Впрочем, на самом деле кричавших было на одного меньше.
– Ласточка! – прошептал тот, который не кричал.
Потом он с отвращением выключил телевизор, встал и направился к письменному столу.
То, что станет танго
В ночном саду под гроздью зреющего манго
Максимильян танцует то, что станет танго.
– Сигареты… Десять пачек приготовила. Хватит?
– Хватит. Да я постараюсь бросить. Два раза соскочить не смог… Сейчас, думаю получится.
…Час назад они сидели на скамеечке в парке и ели мороженое. Воинственные подростки высокомерно посматривали на него, занимающегося этим, по их мнению, не достойным мужчины делом. Она наслаждалась вишневым пломбиром, он грыз твердый рожок…
– Тушенка… Тоже десять банок.
– Больше не надо. Жрать, что ли, я сюда пришел?
– Пресная вода. Десять литров.
– Хоть залейся.
…Сутки назад они лежали в полутемной комнате, смотрели в окно и гадали, что прячется в ночном небесном рисунке облаков. И если она утверждала: «Слон!», он непременно возражал: «Тигр!». А если ему чудился самолет, она обязательно грезила кораблем…
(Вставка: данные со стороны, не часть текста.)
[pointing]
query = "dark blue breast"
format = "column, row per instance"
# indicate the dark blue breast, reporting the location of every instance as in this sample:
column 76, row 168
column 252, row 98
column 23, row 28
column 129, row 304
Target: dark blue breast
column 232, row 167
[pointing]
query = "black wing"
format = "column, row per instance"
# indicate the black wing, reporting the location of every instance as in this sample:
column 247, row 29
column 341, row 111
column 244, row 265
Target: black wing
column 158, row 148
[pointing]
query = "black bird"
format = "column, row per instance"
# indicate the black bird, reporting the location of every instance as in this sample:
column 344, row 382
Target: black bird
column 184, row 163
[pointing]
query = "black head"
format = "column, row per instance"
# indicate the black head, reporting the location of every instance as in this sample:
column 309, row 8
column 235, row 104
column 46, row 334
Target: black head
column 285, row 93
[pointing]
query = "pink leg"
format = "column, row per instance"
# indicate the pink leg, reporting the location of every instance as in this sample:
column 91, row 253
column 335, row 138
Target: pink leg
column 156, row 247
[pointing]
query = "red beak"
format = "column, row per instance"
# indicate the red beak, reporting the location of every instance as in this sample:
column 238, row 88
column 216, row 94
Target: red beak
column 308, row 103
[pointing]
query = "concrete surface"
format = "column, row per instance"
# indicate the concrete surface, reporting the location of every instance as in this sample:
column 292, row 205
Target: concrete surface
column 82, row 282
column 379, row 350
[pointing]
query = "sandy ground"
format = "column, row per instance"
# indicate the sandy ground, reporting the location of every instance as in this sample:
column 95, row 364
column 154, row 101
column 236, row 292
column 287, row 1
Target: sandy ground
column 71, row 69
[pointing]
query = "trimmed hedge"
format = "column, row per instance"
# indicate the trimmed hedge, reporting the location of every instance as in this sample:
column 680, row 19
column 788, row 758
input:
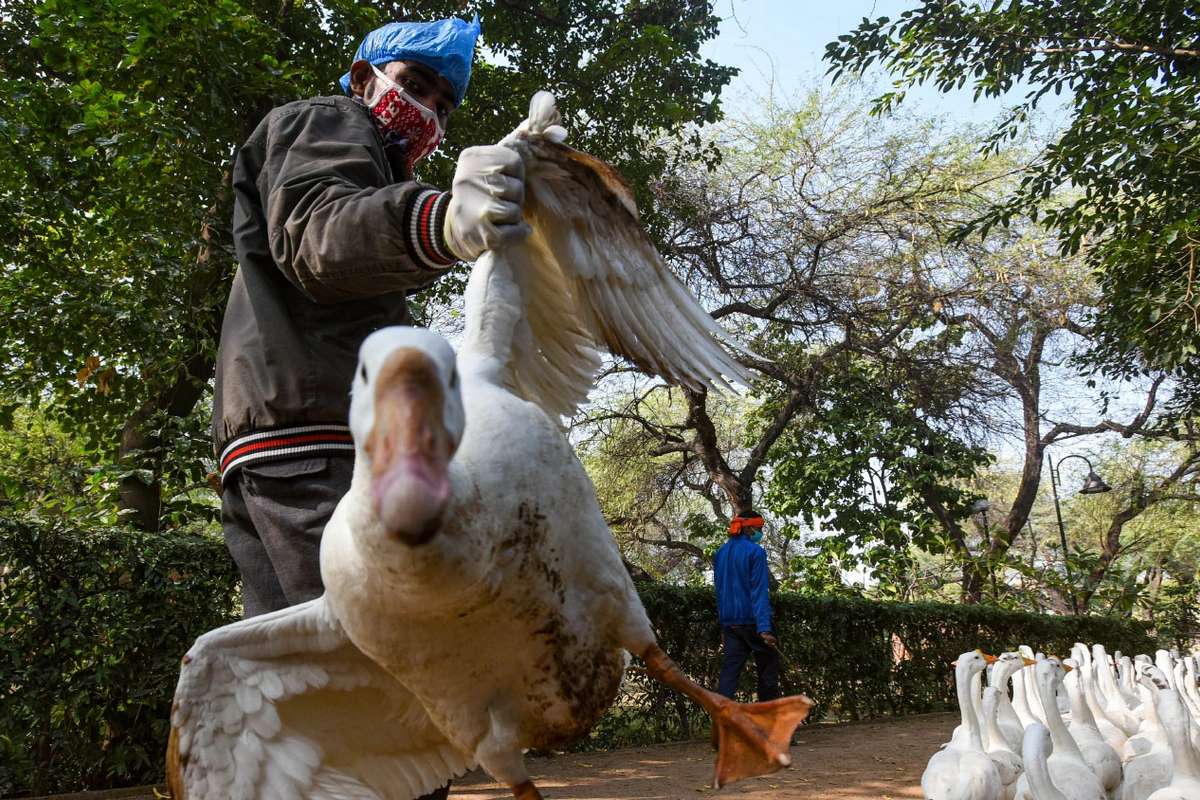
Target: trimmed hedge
column 856, row 659
column 94, row 624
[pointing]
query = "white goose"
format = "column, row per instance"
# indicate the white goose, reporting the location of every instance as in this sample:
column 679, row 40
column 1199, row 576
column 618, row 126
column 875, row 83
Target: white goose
column 1186, row 777
column 1002, row 672
column 1113, row 721
column 1147, row 759
column 1023, row 690
column 477, row 605
column 1098, row 753
column 963, row 770
column 1111, row 690
column 1036, row 751
column 1067, row 767
column 1008, row 763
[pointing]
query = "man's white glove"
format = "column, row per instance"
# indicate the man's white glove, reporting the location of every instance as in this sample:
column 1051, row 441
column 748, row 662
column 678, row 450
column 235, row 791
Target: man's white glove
column 485, row 205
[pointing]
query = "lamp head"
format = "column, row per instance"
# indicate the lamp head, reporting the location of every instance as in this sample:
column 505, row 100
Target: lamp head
column 1095, row 485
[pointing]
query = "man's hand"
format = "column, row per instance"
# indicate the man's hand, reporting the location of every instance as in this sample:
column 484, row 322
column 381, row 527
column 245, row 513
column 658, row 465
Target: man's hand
column 485, row 208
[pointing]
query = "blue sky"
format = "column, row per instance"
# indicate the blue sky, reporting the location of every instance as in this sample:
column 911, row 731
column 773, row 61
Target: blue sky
column 785, row 40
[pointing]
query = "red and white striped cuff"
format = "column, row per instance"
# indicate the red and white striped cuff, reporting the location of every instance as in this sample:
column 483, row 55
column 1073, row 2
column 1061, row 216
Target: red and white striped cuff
column 283, row 443
column 424, row 230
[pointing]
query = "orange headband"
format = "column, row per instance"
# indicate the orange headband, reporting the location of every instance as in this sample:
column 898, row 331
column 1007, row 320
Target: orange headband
column 738, row 523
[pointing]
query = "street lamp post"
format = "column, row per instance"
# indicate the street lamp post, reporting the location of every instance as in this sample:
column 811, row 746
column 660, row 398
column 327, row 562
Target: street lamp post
column 1093, row 485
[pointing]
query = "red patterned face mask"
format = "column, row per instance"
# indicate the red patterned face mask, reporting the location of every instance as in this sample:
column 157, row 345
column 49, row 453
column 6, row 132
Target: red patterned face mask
column 405, row 121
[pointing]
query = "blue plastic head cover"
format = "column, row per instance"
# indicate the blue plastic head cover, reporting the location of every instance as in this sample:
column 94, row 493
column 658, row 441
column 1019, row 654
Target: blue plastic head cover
column 447, row 46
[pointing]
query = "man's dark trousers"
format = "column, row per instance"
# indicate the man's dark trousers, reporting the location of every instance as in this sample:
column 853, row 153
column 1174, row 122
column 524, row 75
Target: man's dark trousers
column 739, row 642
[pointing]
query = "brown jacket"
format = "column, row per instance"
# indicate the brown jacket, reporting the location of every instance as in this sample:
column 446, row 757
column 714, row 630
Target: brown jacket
column 328, row 247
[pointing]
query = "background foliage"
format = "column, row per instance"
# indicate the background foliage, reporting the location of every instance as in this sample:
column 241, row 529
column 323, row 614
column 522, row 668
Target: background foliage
column 95, row 623
column 1131, row 77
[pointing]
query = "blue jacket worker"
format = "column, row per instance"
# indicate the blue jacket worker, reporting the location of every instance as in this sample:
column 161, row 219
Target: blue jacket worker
column 739, row 572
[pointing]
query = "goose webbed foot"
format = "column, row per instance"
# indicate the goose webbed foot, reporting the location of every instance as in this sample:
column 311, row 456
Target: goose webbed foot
column 753, row 739
column 526, row 791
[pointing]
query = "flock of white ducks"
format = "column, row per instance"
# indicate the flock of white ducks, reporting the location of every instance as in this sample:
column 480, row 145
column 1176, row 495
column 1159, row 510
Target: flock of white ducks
column 1087, row 727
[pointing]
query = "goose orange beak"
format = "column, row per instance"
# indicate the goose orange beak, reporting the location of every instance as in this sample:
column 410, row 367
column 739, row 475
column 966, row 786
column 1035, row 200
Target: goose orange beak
column 409, row 447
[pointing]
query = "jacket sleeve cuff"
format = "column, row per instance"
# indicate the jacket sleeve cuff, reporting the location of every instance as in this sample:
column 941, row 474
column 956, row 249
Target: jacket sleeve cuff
column 424, row 222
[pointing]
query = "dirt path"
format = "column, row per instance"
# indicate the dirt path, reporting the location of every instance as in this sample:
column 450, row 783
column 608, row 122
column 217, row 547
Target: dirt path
column 863, row 761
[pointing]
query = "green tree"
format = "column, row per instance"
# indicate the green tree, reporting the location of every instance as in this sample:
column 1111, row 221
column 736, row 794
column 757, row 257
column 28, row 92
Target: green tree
column 876, row 467
column 1132, row 77
column 119, row 124
column 816, row 240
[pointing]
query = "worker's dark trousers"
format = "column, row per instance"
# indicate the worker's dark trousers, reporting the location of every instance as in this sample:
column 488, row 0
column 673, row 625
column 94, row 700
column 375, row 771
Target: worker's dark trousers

– Хлеб… Двенадцать буханок.
– Не хлебом единым…
…Месяц назад они оказались в одной компании, и впервые увидели друг друга. Она была в малиновом костюме, настолько вызывающем, что он сказал ей об этом при всех. Она вспыхнула так, что стала ярче своего костюма. «Вот теперь хорошо!» – тут же заметил он…
– Спички!
– Да, спички обязательно. И побольше. Вдруг чего…
Второй раз подряд он ответил серьезно.
Она, почувствовав нерв, задергалась, задрожала.
…Год назад они еще не были знакомы. Он был женат, а она работала в какой-то конторе, в которой о ее существовании забыли. У него были дети, а она была свободна как ветер. Его в случае минутного опоздания на службу могли очень строго наказать, а ее отсутствия, иного двух– или даже трехдневного – просто не замечали…
– Пора уже… Думай скорее, что еще забыла глупая баба…
– Моя любимая баба.
– Твоя любимая глупая баба, – всхлипнула она.
Он обнял собеседницу.
…В прошлой жизни она была ведьмой, по крайней мере, так сочла Святая Инквизиция, и сатанинское отродье сожгли на костре во Фландрии. Он был христианским миссионером, нес Учение Христово по миру и умер от тифа двадцати семи лет от роду…
– Не плачь. Может, выкручусь. Все. Иди. Через пять минут я уже буду оч-чень занят.
– У-у-у… – по-собачьи скулила она, уткнувшись в его плечо.
Он осторожно, хоть и твердо, отстранил от себя плачущую, за руку подтащил ее к двери и вытолкнул наружу.
…В предваряющей и завершающей все пустоте они были двумя всполохами зарождающегося света, двумя составляющими будущего звука, двумя тончайшими клетками, в ощущении породившими ощущение, двумя флюидами нового аромата. Нового, потому что в пустоте все новое, все впервые, все навсегда…
С улицы раздался звук отъезжающего авто, а через минуту забухал тяжелый двигатель.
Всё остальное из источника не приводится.